The Alvin takes pictures of undersea life using a Sony video camera and several digital still cameras – the Canon G2 and G7 and the Nikon D1. To measure the sizes of the plants and animals in the images, one of the cameras has a couple of laser pointers attached.
Holden said that the researchers who use the submarine want to move to high-definition cameras. Although Alvin has been around since the 1960s, the equipment has changed frequently to keep pace with the latest technology.
The sub illuminates the ocean floor with quartz iodide and metal halide lights. On the exterior are two robotic arms and a collection basket that can carry up to 680 kg (1500 lb) of tools and samples.
The Alvin is owned by the US Navy and is maintained by Woods Hole Oceanographic Institution in Massachusetts, but marine scientists from other institutions can use it also. Technically, it is more a manned submersible than it is a submarine. It is smaller than a submarine and can dive down deeper.
Although the investigators who ride the ship Atlantis and the submersible Alvin experience the journey of a lifetime, the trip has its less glamorous moments. Once the samples are transferred from Alvin’s collection basket onto the ship, the researchers must inhale the overpowering aroma of the hydrogen sulfide that was consumed by the bacteria. What does hydrogen sulfide smell like Imagine the scent of rotten eggs.
Holden and his crew take the Atlantis out on the Pacific Ocean. Courtesy of J. Holden.
The group members work hard to sort through the samples in a short time. They can deep-freeze some of the bacteria indefinitely; the remaining samples require transfer to new growth media every once in a while.
The proteins that allow these bacteria and other organisms to survive in extreme heat may serve in industrial processes, many of which already use enzymes. However, because the enzymes used currently cannot withstand heat, they cannot be used in combination with manufacturing methods that involve heat.
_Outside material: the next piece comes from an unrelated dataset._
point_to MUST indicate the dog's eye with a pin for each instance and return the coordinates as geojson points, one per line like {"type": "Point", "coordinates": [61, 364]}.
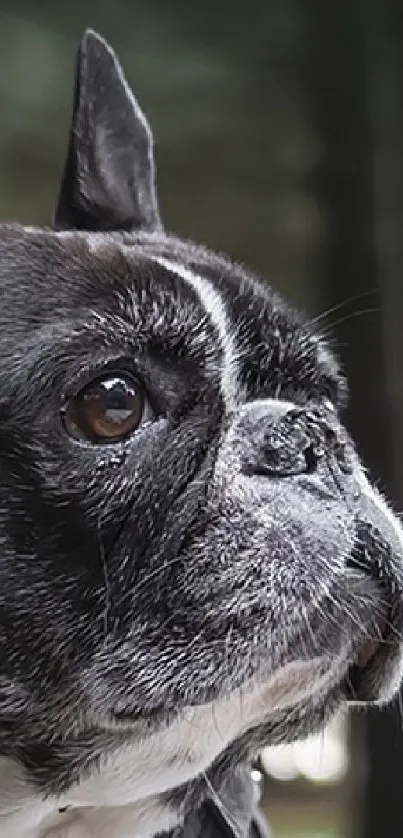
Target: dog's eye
{"type": "Point", "coordinates": [107, 410]}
Astoundingly, these bacteria can consume cellulose, a sugar in plants that humans cannot digest, and turn it into hydrogen gas. Holden’s group has been screening the bacteria to find out whether cellulose can be converted into hydrogen gas in a single step.
By efficiently making hydrogen from readily available plant material, these oceanic bacteria might lower the cost of producing hydrogen as a fuel. Cars using hydrogen as fuel already have been built and may become more popular with time. Someday these bacteria may help reduce the US’s dependence on foreign oil.
To paraphrase Holden, these bacteria contain many unknown enzymes, which could do all sorts of things. Scientists must find out just what those things are. He plans to acquire an imaging device called a microarray scanner to study the DNA that encodes for these unique enzymes.
The researchers also travel to the isle of St. Lucia, a tropical paradise in the Caribbean. Courtesy of L. Feinberg and J. Holden.
Researchers, most notably Carl R. Woese at the University of Illinois at Urbana-Champaign, have found that the RNA of these organisms differs greatly from that of bacteria living in less extreme temperatures. Investigators like Woese have concluded that they actually belong to a separate classification of single-celled organisms called the Archaea.
The Archaea include bacterialike organisms that thrive in all kinds of unusual conditions in addition to extreme heat and that collectively are known as extremophiles. They are believed to have evolved eons ago and may reveal how life could exist on planets besides Earth.
Close-up of a hot spring on the isle of St. Lucia. Courtesy of L. Feinberg and J. Holden.
The bacterialike organisms that love extreme heat – hyperthermophiles – have been found in hot springs as well as in the deep ocean. In fact, now-retired professor Thomas D. Brock and his group from the University of Wisconsin-Madison discovered hyperthermophiles in the hot springs of Yellowstone National Park in 1966. Holden and his crew have ventured to the tropical paradise of St. Lucia in the Caribbean to collect bacteria from hot springs there.